To answer this question, let’s analyse simple test case:
!$omp target teams distribute parallel do
do i=1,N
c(i) = a(i) + b(i)
enddo
Currently there is limit of teams and threads which are launched by OpenMP offload runtime. That’s why execution of OpenMP GPU kernel looks like:
Ty KernelIteration = NumBlocks * NumThreads;
// Start index in the normalized space.
Ty IV = BId * NumThreads + TId;
// Cover the entire iteration space
if (IV < LoopTripCount) {
do {
// Execute the loop body.
LoopBody(IV, Arg);
// Go to the next iteration
IV += KernelIteration;
} while (IV < LoopTripCount);
If we can assume, that there are enough threads and teams so that num_teams * num_threads >= LoopTripCount
we can simplify the OpenMP kernel to no-loop kernel:
// Start index in the normalized space.
Ty IV = BId * NumThreads + TId;
// Cover the entire iteration space
if (IV < LoopTripCount) {
//the inner do-loop can be skipped
// Execute the loop body.
LoopBody(IV, Arg);
}
Current status:
Currently, Flang has partial support for no-loop OpenMP kernels.
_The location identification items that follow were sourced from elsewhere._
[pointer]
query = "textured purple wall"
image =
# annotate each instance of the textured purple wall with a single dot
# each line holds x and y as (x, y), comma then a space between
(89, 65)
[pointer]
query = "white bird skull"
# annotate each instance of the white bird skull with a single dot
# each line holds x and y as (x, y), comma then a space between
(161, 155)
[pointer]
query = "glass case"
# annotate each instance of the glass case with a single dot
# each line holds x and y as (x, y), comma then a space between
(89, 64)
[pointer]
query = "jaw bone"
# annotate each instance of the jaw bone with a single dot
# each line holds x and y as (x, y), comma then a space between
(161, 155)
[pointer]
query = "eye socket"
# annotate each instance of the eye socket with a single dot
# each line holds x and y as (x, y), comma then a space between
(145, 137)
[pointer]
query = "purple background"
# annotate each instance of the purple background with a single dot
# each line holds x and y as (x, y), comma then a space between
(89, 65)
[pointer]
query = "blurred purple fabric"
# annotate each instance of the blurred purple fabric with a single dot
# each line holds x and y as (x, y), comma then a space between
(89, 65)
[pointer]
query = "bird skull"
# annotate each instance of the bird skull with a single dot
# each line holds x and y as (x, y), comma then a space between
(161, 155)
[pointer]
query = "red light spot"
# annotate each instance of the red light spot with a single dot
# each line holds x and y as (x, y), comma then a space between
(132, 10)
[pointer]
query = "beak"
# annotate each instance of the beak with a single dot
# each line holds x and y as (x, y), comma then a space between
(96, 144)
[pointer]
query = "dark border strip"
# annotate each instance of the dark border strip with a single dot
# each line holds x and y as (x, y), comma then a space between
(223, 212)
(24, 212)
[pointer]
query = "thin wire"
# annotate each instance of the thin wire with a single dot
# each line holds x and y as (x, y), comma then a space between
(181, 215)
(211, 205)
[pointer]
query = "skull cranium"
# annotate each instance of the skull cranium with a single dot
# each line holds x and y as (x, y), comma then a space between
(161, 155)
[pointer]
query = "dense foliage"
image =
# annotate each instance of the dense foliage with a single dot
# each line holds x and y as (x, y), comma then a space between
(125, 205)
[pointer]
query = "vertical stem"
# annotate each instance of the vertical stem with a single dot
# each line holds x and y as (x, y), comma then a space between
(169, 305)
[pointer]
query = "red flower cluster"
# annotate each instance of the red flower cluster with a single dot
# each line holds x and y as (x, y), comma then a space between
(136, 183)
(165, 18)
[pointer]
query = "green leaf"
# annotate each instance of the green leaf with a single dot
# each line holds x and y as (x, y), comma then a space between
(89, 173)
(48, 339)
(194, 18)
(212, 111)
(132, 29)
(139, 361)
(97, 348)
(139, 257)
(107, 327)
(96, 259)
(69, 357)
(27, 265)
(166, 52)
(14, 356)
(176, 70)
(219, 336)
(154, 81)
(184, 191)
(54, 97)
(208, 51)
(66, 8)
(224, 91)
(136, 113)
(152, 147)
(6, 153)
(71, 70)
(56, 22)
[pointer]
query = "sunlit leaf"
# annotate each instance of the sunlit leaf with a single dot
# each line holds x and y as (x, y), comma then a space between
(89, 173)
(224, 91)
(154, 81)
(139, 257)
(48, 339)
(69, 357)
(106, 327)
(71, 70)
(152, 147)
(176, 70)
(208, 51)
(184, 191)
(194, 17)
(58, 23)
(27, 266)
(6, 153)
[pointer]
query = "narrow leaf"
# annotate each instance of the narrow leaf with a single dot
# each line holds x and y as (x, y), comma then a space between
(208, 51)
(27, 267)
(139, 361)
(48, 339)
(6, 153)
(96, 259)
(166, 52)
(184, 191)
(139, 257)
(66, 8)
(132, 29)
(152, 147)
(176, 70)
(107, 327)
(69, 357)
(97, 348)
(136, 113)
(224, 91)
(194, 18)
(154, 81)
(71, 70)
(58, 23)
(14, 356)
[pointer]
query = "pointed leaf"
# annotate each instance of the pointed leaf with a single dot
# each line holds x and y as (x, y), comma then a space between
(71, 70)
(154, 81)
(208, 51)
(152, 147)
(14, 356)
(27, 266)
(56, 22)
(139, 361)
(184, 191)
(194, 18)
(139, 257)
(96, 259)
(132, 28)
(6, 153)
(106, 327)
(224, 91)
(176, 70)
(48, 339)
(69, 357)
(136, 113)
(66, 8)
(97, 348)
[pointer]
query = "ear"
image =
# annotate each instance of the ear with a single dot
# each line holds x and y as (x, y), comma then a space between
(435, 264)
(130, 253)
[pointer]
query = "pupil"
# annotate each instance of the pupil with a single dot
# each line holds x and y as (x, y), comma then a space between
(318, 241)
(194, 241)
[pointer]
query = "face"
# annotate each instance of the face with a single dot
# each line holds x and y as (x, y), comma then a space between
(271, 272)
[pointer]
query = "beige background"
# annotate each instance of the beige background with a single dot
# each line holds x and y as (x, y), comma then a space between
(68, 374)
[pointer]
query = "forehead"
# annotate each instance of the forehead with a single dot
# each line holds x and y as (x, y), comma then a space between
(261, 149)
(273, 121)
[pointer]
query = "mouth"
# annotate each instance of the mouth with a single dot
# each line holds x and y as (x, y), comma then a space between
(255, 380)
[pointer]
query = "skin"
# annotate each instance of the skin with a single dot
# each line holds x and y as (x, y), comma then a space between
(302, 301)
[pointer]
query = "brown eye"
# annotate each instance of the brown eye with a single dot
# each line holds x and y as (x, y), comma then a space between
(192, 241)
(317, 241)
There are two flags that can be passed to GPU code generation: -fopenmp-assume-teams-oversubscription
and -fopenmp-assume-threads-oversubscription
. These flags are mapped to config::getAssumeTeamsOversubscription()
and config::getAssumeThreadsOversubscription()
DeviceRTL values. If these flags are set, the LLVM optimizer can eliminate the do-loop and generate a no-loop GPU kernel. For more details, see llvm-project/offload/DeviceRTL/src/Workshare.cpp at main · llvm/llvm-project · GitHub
Unfortunately, the current implementation does not provide a mechanism to consistently launch kernels with a sufficient number of teams and threads. If a developer uses the OpenMP offload library without assertions, there are no checks to indicate that the loop iteration space is not fully covered, which can lead to incorrect results.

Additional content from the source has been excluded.